Another thing I did early on was to create a page on the Sympy wiki where I sketched my ideas for better code generation. This turned out to be a very good investment of time. In addition to the useful feedback I got from several people, it is always a good exercise to express thoughts as clearly as possible in writing.

It soon became clear to me that I had to create new Sympy classes in order to generate code with array calculations. I created a new tensor module that would play a special role for code generation as the way to represent arrays in the mathematical expressions. The tensor module ended up providing all the functionality I originally planned to build into the quantum physics framework. In retrospect, having a specialized module for this a much better solution than building the functionality into the physics framework. The tensor module makes array based code generation available to a wide range of applications.
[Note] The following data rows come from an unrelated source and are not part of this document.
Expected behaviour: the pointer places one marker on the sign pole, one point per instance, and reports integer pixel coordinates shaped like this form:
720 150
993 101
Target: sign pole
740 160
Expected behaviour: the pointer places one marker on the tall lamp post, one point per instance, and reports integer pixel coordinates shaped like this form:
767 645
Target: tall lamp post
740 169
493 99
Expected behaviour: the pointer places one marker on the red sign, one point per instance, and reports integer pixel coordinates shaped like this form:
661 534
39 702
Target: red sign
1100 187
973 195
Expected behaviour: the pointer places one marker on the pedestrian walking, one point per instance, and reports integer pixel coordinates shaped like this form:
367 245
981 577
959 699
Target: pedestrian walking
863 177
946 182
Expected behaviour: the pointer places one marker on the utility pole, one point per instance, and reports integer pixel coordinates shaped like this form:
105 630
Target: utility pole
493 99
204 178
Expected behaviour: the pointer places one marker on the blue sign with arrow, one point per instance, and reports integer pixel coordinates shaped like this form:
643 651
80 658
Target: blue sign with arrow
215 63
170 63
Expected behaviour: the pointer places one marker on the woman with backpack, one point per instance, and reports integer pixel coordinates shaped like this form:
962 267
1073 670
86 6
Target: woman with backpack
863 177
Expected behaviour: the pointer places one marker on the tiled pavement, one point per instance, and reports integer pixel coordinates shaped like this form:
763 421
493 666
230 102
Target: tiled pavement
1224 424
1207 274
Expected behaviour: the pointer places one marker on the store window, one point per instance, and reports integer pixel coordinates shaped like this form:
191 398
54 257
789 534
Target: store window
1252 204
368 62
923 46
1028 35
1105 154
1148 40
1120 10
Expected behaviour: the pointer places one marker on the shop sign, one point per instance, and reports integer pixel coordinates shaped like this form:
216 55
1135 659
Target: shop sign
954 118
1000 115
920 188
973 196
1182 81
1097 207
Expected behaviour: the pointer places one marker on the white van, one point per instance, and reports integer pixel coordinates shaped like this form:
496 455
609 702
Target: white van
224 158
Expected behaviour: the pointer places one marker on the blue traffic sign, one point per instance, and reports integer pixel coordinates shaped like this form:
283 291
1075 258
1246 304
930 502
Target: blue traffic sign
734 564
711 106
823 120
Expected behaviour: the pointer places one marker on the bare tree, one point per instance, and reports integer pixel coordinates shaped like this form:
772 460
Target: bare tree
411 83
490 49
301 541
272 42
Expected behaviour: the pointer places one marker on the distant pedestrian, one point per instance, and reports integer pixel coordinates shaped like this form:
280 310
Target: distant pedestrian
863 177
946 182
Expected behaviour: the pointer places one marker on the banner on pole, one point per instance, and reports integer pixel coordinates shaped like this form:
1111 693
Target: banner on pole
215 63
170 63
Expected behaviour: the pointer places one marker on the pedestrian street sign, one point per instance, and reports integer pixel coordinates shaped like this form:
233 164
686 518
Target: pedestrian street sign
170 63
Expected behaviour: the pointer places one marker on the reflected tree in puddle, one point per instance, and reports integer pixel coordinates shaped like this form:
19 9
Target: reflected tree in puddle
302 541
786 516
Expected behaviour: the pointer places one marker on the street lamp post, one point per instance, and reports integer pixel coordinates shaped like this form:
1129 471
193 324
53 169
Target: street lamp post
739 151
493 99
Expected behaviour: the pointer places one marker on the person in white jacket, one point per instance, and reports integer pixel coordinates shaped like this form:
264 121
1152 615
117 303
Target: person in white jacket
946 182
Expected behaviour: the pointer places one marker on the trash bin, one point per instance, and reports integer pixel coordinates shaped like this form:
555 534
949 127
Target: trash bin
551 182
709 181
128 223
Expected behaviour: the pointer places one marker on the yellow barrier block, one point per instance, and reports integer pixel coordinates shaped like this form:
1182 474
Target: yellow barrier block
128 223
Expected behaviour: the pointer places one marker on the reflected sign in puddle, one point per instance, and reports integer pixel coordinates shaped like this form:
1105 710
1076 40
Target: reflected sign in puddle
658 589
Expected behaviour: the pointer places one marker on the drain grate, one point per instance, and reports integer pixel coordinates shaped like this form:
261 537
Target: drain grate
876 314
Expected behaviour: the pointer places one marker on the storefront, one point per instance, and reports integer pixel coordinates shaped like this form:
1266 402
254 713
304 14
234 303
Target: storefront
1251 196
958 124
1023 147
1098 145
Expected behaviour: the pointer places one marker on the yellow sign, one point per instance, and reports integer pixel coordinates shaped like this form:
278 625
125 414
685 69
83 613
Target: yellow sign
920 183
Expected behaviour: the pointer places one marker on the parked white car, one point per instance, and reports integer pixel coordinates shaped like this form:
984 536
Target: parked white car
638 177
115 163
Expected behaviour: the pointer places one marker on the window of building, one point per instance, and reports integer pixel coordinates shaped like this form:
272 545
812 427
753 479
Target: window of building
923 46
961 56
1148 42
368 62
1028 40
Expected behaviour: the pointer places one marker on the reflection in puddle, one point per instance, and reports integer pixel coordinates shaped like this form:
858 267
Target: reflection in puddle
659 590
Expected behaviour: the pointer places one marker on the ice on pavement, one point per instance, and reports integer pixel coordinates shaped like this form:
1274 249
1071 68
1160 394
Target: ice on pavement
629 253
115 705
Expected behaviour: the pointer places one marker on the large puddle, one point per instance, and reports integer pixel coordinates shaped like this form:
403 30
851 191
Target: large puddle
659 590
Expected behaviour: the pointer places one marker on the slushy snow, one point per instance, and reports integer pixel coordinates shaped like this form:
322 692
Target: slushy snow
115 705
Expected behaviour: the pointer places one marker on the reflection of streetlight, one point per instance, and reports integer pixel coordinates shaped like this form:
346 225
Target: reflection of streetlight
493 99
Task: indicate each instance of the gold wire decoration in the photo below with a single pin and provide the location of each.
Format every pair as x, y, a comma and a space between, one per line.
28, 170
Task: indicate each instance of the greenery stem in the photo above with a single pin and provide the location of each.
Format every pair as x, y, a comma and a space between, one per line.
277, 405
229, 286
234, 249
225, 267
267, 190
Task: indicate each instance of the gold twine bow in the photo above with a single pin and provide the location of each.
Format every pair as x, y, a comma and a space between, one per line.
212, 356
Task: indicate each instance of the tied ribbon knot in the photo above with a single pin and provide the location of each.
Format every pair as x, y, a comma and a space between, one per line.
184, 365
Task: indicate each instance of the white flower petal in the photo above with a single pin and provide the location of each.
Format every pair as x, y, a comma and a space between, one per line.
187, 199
Automatic coding, compilation and wrapping

Another tangible product of my project was a utility to automate the process of generating code, compile it and wrap it as a python callable. Putting together this module at the end of the summer was particularily rewarding, as it is a small component that provides easy access to the heavy functionality that I spent the whole summer implementing. The autowrap module also includes ufuncify, a function that can turn Sympy expressions into fast universal functions for use with numpy arrays. Here is a plot showing the scaling of execution time of a "ufuncified" sympy expression with the same expression computed as a sequence of native numpy ufuncs:

http://ojensen.files.wordpress.com/2010/08/time_numpy_sympy.png?w=450

As n increases, the complexity of the expression increases, leading to the slowdown. The values of each curve are normalized against the corresponding n=1 calculation. More details about the plot is available in this blog post.

Conclusion and Outlook

I really wish that I could have spent more time developing tests of the framework I built. There are plenty of tests implemented for the regular test framework in Sympy, but it would be very nice to also have an extensive test case that could verify the complete framework with one single number. There was not enough time for this, because at the end of the summer I was still in the learning phase with respect the new functionality I had created; Despite being the author of the framework, I was still experimenting to find out what the autowrapper could do, and what it couldn't.

What became clear at the very end of the Summer, as I was experimenting with the outcome, was that the implementation have some limitations. It is difficult to do array calculations involving composite index expressions, such as a divided difference: (f[i+1] - f[i])/h. Issues like this are expected to show up once a fresh code meets the demands of real life, and confirm only that the work I did should be considered a first version, so there is more to do, and I do plan to continue working on it.

Acknowledgments

It was very rewarding to work with the Sympy community. The atmosphere is friendly and knowledgeable, so it was an excellent opportunity to learn both math and programming. Thanks to all who have shared their thoughts by commenting on mailing lists, blog posts, the wiki and during the code reviews. In particular I'd like to thank my mentor Andy R. Terrel for useful discussions and good guidance throughout the Summer. Thanks also to Toon Verstraelen for reviewing a sizable portion of my code, and James Bergstra at the Theano project for an inspiring mail exchange. Lastly, I wish to express my gratitude towards Google for organizing the Summer of Code. I would not have been able to work full time on Sympy this summer without Google's commitment to sponsor open source software.